700 Cadik Berpotensi Gugat Hasil PPDB SMAN Kota Bandung

SAMBASNEWS.id – Diperkirakan 700 Calon Peserta Didik (Cadik) yang gagal di terima pada PPDB online SMA Negeri Kota Bandung 2023, berpotensi menggugat sekolah jika tidak memaksimalkan kuota PPDB karena ada diindikasi adanya pelanggaran terhadap Permendikbud No 1 tahun 2021 dan UU Perdata pasal 1365 tentang Perbuatan Melawan Hukum (PMH).

Demikian salah satu kesimpulan dalam Diskusi antara Tim Pembela Korban (TPK) PPDB dengan LBH Bandung pada hari Selasa 20 Juni 2024 di Kantor LBH Bandung, yang dihadiri juga para pemerhati pendidikan dan beberapa Lawyer.

Bacaan Lainnya

Menurut Koordinator TPK PPDB Dwi Soebawanto diindikasi adanya pengurangan kuota PPDB online atau istilahnya spelling pada setiap jalur PPDB, sehingga berpengaruh pada jumlah persentase yang diterima. Contoh SMAN A dalam PPDB online tertulis kuota 340 siswa padahal jika dimaksimalkan sesuai dapodik tiap rombel 36 siswa, maka ada 20 siswa yang dirugikan. Sementara SMAN B dalam PPDB online tertulis kuota 320 siswa padahal jika dimaksimalkan sesuai dapodik tiap rombel 36 siswa, maka ada 40 siswa yang dirugikan, sedangkan SMAN C dalam PPDB online tertulis kuota 330 siswa jika dimaksimalkan sesuai dapodik tiap rombel 36 siswa, maka ada 30 siswa yang dirugikan, berdasarkan kajian 27 SMA Negeri di kota Bandung melakukan pengurangan kuota atau speling pada PPDB online.
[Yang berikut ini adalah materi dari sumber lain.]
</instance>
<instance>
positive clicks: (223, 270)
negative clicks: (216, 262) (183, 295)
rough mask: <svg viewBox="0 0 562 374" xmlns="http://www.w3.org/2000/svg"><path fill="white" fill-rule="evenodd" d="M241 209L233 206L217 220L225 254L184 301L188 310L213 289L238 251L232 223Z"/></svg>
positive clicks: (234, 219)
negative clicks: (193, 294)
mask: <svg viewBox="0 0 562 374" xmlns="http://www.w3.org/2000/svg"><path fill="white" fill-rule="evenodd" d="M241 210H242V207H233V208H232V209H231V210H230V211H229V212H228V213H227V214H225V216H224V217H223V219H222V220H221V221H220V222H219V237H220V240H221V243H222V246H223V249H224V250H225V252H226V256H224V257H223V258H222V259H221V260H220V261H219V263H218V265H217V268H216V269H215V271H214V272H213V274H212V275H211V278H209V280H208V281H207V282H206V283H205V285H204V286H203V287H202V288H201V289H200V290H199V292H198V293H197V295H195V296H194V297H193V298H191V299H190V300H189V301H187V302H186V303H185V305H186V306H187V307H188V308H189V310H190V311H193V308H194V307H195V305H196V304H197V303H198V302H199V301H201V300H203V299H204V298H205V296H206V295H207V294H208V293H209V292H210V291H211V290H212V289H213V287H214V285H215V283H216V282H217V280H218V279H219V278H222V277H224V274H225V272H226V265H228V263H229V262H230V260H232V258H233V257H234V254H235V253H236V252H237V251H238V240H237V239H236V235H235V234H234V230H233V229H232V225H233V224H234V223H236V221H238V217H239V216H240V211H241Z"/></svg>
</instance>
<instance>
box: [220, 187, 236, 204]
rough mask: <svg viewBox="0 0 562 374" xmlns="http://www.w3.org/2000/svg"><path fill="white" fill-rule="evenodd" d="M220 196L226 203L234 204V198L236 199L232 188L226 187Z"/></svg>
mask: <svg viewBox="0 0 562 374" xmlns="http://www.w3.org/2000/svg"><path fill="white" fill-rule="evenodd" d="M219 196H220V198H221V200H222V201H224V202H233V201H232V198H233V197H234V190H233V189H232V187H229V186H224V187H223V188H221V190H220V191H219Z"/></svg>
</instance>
Kami akan mengecek antara kuota PPDB online dengan dapodik sekolah yang akan dikeluarkan bulan Agustus 2023 nanti.

Jika ada disparitas kuota antar PPDB online dan dapodik Fortusis akan mendampingi para orang tua siswa korban PPDB tersebut untuk melakukan gugatan hukum.

Dwi Soebawanto menambahkan contoh jalur zonasi 50 %, maka jika 320 x 50 % adalah 160, sementara 360×50% adalah 180, jadi ada 20 orang yang gagal masuk jalur zonasi karena spelling.

Sementara Dadan Sambas penggiat TPK PPDB dari Gerakan Masyarakat Pemerhati Pendidikan Untuk Reformasi (Gemppur) mengatan bahwa pengurangan kuota yang tidak sesuai dapodik melanggar Permendikbud No 1 tahun 2021 pasal 28 ayat (4) huruf d menyebutkan bahwa, “jumlah daya tampung yang tersedia pada kelas 1 (satu) SD, kelas 7 (tujuh) SMP, dan kelas 10 (sepuluh) SMA atau SMK sesuai dengan data rombongan belajar dalam Dapodik”. Sementara berdasarkan Pasal 1365 Kitab Undang-Undang Hukum Acara Perdata (Burgerlijk Wetboek voor Indonesie), “Tiap perbuatan yang melanggar hukum dan membawa kerugian kepada orang lain, mewajibkan orang yang menimbulkan kerugian itu karena kesalahannya untuk menggantikan kerugian tersebut. Setiap orang yang melakukan perbuatan melanggar hukum diwajibkan untuk mengganti kerugian yang timbul dari kesalahannya tersebut”. Setiap siswa yang dirugikan berhak untuk menggugat sekolah baik melalui gugatan ganti rugi sesuai KUH Perdata pasal 1365, atau gugatan PTUN atas surat keputusan penerimaan siswa baru yang dikeluarkan oleh sekolah, yang dirasakan merugikan calon peserta didik baru.

Sementara Iwan Hermawan yang juga penggiat TPK PPDB untuk menghindari titipan dan jual beli kursi menuntut Gubernur Jawa Barat Ridwan Kamil menginstruksikan kepada para kepala sekolah se-Jawa Barat untuk konsisten berdasarkan kuota sesuai dapodik dengan memaksimalkan kuota tiap rombel, sehingga sekolah akan terbebas dari gugatan orang tua calon peserta didik baru, tutur Iwan Hermawan.